It was one of those typical Midwestern houses: dark; cluttered with years of sporadic acquisition of both bric and brac; and smelling strongly of years-old cigarette smoke, that morning's bacon and eggs, and an itinerant cat or two. In a heroic effort to stand out from its neighbors, this house boasted both a street-level driveway into the basement and a finished attic with a low-ceilinged extra bedroom.
Throughout Kindergarten, this was my babysitter's house, the place where I went every day after school to, well, exist until my mother got off work and brought me home. As I was the youngest in the babysitter's care, she would often want me to take a nap while the rest of the kids played. However, I wasn't much for sleep, so she would let me draw pictures instead.
I would pad into her kitchen, opening the narrow and oddly deep drawer next to the refrigerator, lined with the de rigueur faded shelving paper with elegant little yellow flowers - curled at the edges to expose an errant paperclip, three peppercorns, and several crumbs of indeterminant origin - rustling through until I found (in this instance) a bone-standard BIC ballpoint pen that was missing that tiny blue plug that fits the top end of the barrel.

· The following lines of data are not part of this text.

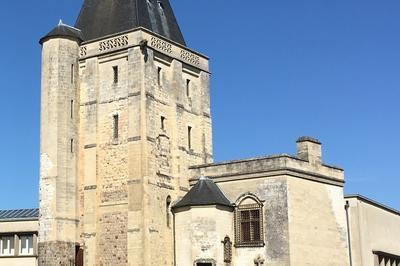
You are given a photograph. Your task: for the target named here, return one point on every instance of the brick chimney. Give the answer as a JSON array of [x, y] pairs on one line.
[[309, 149]]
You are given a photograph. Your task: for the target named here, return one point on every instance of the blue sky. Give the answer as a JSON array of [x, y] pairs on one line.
[[281, 69]]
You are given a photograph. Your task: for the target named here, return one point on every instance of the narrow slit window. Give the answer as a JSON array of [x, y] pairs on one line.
[[159, 72], [72, 73], [115, 70], [72, 145], [116, 122], [167, 206], [163, 123], [188, 87], [190, 138], [72, 109]]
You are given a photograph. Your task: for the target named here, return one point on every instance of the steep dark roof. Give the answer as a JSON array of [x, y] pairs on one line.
[[99, 18], [204, 193], [64, 31], [19, 215]]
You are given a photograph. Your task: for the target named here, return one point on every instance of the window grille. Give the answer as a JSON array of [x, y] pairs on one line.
[[249, 225]]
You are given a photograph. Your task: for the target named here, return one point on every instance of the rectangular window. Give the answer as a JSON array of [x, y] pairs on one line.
[[72, 109], [159, 72], [163, 123], [190, 138], [116, 122], [188, 87], [7, 246], [248, 225], [26, 245], [115, 70], [72, 73]]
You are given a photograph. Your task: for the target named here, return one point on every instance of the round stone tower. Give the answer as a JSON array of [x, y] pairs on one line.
[[58, 219]]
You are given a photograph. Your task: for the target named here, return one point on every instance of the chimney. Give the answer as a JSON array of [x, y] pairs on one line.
[[309, 149]]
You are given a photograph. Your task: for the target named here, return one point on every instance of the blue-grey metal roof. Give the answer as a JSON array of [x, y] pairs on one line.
[[63, 31], [100, 18], [19, 215]]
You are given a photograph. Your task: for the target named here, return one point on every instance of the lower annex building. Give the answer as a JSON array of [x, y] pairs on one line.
[[127, 175]]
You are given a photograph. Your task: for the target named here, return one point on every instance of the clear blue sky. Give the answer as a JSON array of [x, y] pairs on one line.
[[281, 69]]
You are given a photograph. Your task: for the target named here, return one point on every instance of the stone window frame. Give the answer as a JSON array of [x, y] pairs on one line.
[[212, 261], [239, 207]]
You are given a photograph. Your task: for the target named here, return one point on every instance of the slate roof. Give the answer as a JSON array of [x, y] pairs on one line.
[[19, 215], [63, 30], [99, 18], [204, 193]]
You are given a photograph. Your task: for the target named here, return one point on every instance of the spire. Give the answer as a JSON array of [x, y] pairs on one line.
[[99, 18]]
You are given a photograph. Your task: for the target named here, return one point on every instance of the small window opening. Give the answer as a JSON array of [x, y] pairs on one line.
[[190, 138], [116, 121], [167, 206], [72, 109], [161, 5], [163, 123], [159, 72], [72, 145], [72, 73], [115, 70], [188, 87]]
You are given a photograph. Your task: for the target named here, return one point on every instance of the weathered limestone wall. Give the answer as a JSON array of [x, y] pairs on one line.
[[317, 224], [18, 261], [372, 228], [201, 232], [273, 194], [58, 182], [125, 182], [304, 216]]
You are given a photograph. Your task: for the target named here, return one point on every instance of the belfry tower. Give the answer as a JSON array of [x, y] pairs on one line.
[[125, 111]]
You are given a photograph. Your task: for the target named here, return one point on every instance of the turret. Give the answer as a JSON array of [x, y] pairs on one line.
[[58, 219]]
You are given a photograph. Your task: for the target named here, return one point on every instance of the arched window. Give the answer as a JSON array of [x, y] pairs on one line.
[[249, 222], [167, 210]]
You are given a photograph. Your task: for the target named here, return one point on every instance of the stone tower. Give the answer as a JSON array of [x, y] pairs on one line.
[[125, 111]]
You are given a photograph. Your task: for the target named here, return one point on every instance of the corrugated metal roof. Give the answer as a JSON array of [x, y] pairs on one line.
[[18, 215], [204, 193]]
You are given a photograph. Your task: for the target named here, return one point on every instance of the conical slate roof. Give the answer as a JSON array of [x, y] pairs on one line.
[[99, 18], [204, 193], [63, 31]]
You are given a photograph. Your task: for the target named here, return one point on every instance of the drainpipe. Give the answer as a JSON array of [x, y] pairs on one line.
[[346, 207]]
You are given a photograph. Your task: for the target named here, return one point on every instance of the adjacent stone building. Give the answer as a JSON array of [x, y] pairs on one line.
[[127, 174]]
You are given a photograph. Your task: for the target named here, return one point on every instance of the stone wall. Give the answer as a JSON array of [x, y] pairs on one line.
[[132, 176], [58, 163]]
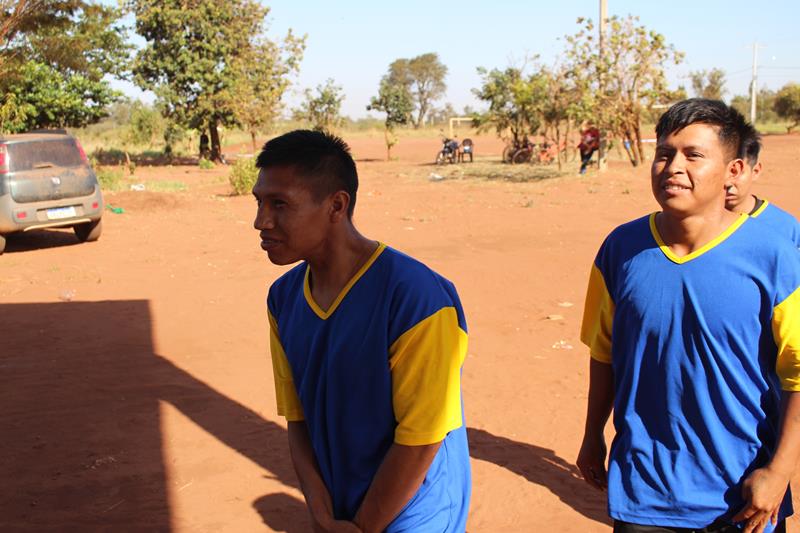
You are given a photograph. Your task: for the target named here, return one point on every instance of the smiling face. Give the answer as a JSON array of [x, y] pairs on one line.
[[293, 224], [690, 170], [738, 192]]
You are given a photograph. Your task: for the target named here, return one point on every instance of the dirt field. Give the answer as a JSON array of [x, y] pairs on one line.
[[136, 385]]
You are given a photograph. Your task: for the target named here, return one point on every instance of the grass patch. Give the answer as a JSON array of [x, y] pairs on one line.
[[111, 180], [165, 186], [495, 170]]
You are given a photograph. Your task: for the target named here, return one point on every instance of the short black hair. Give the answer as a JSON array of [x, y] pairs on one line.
[[732, 126], [750, 145], [320, 157]]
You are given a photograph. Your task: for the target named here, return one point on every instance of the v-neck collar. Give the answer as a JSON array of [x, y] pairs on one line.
[[761, 208], [307, 287], [700, 251]]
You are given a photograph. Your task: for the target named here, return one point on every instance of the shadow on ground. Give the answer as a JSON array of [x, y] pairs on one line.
[[40, 240], [80, 386], [542, 467]]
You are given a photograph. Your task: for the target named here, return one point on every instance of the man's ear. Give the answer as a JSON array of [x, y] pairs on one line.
[[756, 170], [340, 202], [734, 172]]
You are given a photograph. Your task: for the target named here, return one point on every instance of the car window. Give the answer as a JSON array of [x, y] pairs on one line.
[[42, 153]]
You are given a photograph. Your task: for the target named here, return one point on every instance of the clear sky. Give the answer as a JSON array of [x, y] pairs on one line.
[[354, 42]]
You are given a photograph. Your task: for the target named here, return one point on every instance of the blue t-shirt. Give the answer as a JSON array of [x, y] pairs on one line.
[[701, 346], [779, 220], [382, 365]]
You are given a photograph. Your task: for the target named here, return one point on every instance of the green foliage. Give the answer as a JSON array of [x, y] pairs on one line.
[[49, 98], [708, 83], [322, 110], [423, 79], [54, 57], [110, 180], [515, 102], [212, 65], [787, 104], [173, 134], [618, 85], [12, 115], [146, 125], [243, 176], [262, 76], [394, 100]]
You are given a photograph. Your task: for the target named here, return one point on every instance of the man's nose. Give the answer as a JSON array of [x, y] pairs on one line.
[[675, 164], [264, 218]]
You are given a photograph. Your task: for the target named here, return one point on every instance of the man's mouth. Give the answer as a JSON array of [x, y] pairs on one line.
[[675, 187], [268, 244]]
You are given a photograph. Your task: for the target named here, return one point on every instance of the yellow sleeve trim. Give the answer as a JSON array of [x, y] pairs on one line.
[[285, 391], [425, 363], [786, 332], [598, 317]]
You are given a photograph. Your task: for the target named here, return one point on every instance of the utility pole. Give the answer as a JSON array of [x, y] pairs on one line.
[[601, 152], [754, 85]]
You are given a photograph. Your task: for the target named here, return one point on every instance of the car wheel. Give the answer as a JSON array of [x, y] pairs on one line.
[[88, 232]]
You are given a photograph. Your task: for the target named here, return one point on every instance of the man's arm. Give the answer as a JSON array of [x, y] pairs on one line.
[[399, 477], [318, 499], [592, 456], [763, 490]]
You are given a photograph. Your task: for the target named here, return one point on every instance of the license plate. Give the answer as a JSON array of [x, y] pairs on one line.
[[61, 212]]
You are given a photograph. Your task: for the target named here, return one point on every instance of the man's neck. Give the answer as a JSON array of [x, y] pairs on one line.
[[686, 234], [747, 205], [335, 265]]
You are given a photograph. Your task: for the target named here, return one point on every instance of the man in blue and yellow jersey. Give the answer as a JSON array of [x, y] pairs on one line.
[[692, 320], [739, 199], [367, 346]]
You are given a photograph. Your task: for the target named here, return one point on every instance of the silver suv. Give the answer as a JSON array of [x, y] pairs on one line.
[[46, 182]]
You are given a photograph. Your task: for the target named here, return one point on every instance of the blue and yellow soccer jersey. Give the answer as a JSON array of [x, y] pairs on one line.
[[781, 222], [382, 365], [701, 347]]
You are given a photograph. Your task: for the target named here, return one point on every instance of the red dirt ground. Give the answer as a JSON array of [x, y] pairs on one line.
[[136, 383]]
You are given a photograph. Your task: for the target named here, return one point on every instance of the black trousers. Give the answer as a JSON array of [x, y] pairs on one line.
[[625, 527]]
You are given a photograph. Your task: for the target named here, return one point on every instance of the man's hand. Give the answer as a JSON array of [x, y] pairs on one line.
[[592, 461], [335, 526], [763, 492]]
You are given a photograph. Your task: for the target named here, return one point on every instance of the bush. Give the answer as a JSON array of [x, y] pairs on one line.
[[243, 175], [110, 180]]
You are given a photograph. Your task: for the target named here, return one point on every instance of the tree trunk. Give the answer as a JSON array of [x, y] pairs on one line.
[[639, 147], [216, 150], [558, 146], [420, 117]]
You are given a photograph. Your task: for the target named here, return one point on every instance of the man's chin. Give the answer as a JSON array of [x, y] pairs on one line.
[[280, 259]]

Armed with the BIC pen, as well as a handful of blank papers, I would traipse up the stairs towards that extra bedroom, plopping myself on the pillows so I could look out at the street while I doodled away.
(A quick sidebar at this point. The standard BIC Crystal ballpoint pen was introduced to the world in 1950 and has since sold 100 billion units. Among other design features, it has a small hole in the body of the pen which allows the pressure inside to equalize with the ambient air, avoiding leaks from the small tube that contains the ink.)
As I lie there on the bed watching the older kids play in the front yard, I was trying to come up with something to draw. Eventually the top end of the barrel ended up in my mouth, as happens with little kids, and I pulled in a tiny breath thanks to that pressure hole on the barrel.
Interestingly, that little breath actually tasted like something: kind of sweet, a bit complex, and a bit like the smell of recently-drawn pictures. So I take another little sip of air, and another, and another.
Until suddenly that tiny white bit at the top of the cartridge popped out, immediately emptying the entire cartridge of syrupy, viscous blue ink into my mouth and throat. As I coughed and spat, ink ended up everywhere: the windowpane, the wall, the pillows, the bed linens, my clothes, my hands, my drawings, everywhere.
I made enough noise that the babysitter came up to see what happened, and horrified, she called poison control to see what to do. Fortunately, there was nothing to do other than wait for it to go through my system. I spent several days with a blue tongue, teeth, and (ahem) divestitures.
To this day, I have never met another person who has firsthand knowledge of the mouthfeel and flavor of an entire cartridge of BIC blue ink.